Evolution of fluctuations in horizon energy and its dependence on the degrees of freedom

TL;DR

This paper investigates the evolution of horizon energy fluctuations in an expanding universe using two approaches and temperature definitions, revealing their dependence on degrees of freedom and potential implications for the cosmological constant problem.

Contribution

It introduces a comparative analysis of horizon energy fluctuations using different temperature definitions and approaches, linking fluctuations to fundamental cosmological scales.

Findings

Fluctuations are higher with Kodama-Hayward temperature.

Fluctuations inversely proportional to the number of degrees of freedom.

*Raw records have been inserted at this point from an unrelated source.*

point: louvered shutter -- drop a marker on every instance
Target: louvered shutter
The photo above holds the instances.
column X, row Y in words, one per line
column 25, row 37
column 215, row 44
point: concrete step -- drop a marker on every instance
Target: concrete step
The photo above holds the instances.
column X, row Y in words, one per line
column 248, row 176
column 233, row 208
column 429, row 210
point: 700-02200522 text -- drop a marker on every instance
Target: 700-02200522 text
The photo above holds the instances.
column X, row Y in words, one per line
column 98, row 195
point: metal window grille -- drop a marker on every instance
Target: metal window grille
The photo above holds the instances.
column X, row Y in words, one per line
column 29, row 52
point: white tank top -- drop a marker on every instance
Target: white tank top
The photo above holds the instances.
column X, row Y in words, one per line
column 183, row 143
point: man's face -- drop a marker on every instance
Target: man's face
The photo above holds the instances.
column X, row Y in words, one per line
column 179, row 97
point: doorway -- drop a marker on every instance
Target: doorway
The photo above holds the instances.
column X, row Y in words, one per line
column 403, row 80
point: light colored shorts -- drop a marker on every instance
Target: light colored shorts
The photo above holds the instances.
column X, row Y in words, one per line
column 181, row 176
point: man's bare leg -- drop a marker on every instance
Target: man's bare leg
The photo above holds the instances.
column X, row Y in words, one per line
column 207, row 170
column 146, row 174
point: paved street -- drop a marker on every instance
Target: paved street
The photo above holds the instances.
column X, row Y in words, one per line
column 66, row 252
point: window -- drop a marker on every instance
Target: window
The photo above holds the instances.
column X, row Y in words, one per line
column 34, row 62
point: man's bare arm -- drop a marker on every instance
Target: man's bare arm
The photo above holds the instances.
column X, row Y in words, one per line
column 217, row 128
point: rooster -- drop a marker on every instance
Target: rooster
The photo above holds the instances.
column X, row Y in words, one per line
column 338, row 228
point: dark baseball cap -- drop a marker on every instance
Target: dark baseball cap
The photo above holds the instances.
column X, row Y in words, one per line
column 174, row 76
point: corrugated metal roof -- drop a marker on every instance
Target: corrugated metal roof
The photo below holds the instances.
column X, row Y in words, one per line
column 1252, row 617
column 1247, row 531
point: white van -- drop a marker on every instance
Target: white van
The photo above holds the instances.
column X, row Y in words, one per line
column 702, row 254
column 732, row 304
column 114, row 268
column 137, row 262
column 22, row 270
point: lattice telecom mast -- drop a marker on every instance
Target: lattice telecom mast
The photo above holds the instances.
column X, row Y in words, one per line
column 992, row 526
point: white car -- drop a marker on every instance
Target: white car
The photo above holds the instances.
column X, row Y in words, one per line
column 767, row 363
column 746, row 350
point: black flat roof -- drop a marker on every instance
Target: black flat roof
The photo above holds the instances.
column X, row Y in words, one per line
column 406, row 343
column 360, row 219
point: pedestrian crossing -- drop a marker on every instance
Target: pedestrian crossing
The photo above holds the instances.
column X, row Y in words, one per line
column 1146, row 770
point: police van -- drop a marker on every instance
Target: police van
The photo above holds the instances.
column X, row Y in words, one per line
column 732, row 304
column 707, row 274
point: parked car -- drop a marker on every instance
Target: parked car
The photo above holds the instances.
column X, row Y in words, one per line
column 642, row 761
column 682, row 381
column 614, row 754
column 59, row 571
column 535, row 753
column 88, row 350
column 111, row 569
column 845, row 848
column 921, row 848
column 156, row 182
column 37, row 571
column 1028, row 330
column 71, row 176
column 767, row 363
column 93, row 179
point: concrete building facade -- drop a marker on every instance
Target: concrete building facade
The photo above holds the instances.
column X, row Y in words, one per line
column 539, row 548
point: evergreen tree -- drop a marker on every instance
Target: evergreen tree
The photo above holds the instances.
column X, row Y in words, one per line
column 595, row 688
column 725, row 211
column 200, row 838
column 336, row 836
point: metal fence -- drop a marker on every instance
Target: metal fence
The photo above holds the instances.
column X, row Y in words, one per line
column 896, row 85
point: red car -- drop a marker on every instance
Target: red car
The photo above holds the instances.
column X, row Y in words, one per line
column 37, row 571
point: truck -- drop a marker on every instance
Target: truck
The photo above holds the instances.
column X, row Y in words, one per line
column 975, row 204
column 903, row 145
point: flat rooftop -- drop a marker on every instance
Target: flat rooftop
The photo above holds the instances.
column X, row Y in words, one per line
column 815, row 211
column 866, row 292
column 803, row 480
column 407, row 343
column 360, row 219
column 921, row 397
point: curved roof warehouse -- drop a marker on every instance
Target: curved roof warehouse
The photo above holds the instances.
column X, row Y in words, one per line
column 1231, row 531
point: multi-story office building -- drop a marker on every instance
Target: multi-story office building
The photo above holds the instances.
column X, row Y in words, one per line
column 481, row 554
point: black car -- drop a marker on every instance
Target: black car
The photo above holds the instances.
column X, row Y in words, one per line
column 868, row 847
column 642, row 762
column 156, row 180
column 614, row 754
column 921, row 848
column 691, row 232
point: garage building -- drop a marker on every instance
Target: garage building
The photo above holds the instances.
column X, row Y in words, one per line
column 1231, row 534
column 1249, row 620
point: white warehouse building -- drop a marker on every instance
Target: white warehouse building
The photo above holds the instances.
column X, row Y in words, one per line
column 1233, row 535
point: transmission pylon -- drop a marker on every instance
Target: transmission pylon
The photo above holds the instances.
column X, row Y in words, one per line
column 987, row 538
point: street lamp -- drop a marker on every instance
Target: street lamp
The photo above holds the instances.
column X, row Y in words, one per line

Established a connection between early universe scale and late-time acceleration.

Abstract

Taking account of the thermal nature of the Hubble horizon of the expanding universe, we analysed the evolution of relative fluctuations of horizon energy. For this analysis, we used two approaches: (i) by treating the Hubble horizon as a system in canonical ensemble, and (ii) by considering the microscopic degrees of freedom on the horizon. In both approaches, we obtained the relative fluctuations by using two different definitions of the horizon temperature; first, the Gibbons-Hawking temperature, and second, the Kodama-Hayward temperature. For a given temperature, both approaches yield the same general evolution for the fluctuations. In the asymptotic limit, the relative energy fluctuations corresponding to the Gibbons-Hawking temperature, is $[{\hbar G}/{2\pi}] H^2,$ and $2/N_{sur}$ for the first and second approaches respectively. Similarly, using the Kodama-Hayward temperature, the asymptotic fluctuations are $[{5\hbar G}/{2\pi}] H^2,$ and $10/N_{sur}.$ This implies that, the magnitude of the relative fluctuations of the horizon energy is higher in the case of Kodama-Hayward temperature. The inverse dependence of the fluctuation on $N_{sur},$ the number of degrees of freedom on the horizon, reflects a familiar behaviour in ordinary thermal systems: fluctuations decrease as the number of degrees of freedom increases. Notably, we also found that the relative energy fluctuations establish a connection between the Planck length scale $L_p,$ characteristic length scale of the very early epoch of the universe, and $\sqrt{3/\Lambda},$ the length scale associated with the late-time accelerated phase. This relationship can offer valuable insights that could help in addressing the cosmological constant problem.